01:35Je pense même que sur une course dans l'année, à Liège par exemple,
01:40ils ne sont pas tous là comme ça, dans cette condition-là.
01:43Donc, tant mieux pour la qualité du spectacle, ça sera encore plus dur d'aller lever les bras.
01:50Mais ouais, quel casting 5 étoiles, là, vous avez fait jackpot à diffuser ça dimanche.
01:55Bravo.
01:56Vous connaissez Patrick Chassé, Thomas ?

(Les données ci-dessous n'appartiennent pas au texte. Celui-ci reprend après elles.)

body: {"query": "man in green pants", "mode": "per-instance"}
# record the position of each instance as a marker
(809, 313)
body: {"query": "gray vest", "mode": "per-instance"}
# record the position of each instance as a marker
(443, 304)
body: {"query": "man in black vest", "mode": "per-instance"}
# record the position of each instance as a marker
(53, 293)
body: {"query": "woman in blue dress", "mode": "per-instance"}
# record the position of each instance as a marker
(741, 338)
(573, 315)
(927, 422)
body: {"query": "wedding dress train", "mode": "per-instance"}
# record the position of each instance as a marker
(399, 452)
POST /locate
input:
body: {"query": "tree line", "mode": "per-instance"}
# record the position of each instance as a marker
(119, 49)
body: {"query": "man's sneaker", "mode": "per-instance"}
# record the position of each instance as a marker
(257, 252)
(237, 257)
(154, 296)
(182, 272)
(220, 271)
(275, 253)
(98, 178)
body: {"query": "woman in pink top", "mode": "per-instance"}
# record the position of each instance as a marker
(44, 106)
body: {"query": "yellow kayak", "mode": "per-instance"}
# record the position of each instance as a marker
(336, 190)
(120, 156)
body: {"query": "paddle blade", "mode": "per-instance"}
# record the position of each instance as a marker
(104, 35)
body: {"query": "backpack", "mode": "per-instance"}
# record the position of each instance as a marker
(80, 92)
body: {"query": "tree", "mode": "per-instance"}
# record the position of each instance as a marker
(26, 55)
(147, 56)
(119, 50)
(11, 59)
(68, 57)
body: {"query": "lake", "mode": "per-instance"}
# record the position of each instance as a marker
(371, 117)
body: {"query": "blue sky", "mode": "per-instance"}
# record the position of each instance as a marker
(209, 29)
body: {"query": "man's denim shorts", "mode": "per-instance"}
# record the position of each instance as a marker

01:59J'en ai entendu parler.
02:01Je n'ai pas ce plaisir, mais j'ai hâte de le rencontrer, ce monsieur.
02:04Il m'a l'air intimidant.
02:05Thomas ?
02:07J'ai beaucoup aimé, je mets mon humour un peu de côté.
02:11J'ai beaucoup aimé l'engouement que Patrick a mis hier à l'arrivée du Relais Mix
02:16parce qu'on a senti que ce n'était pas fin du tout et ça fait plaisir
02:19parce qu'à l'image de Patrick, je pense que l'ensemble des Françaises et des Français
02:23ont vibré avec ces quelques secondes et cette victoire dans le Relais Mix hier après-midi.
02:27On en apprend tous les jours.
02:28Merci Thomas.
02:29Thomas, juste, je reviens sur les déclarations que, on a la télé, on va se vous voyer,
02:34que vous aviez tenu lors de la sélection, que vous aviez dévoilée sans complètement
02:40la dévoiler, etc., il y a une dizaine de jours et vous aviez dit je ne vous dévoile
02:43pas la sélection complète parce que s'il y a Pogacar, on ne fait pas exactement la
02:48même sélection que s'il n'y a pas Pogacar au départ du championnat d'Europe.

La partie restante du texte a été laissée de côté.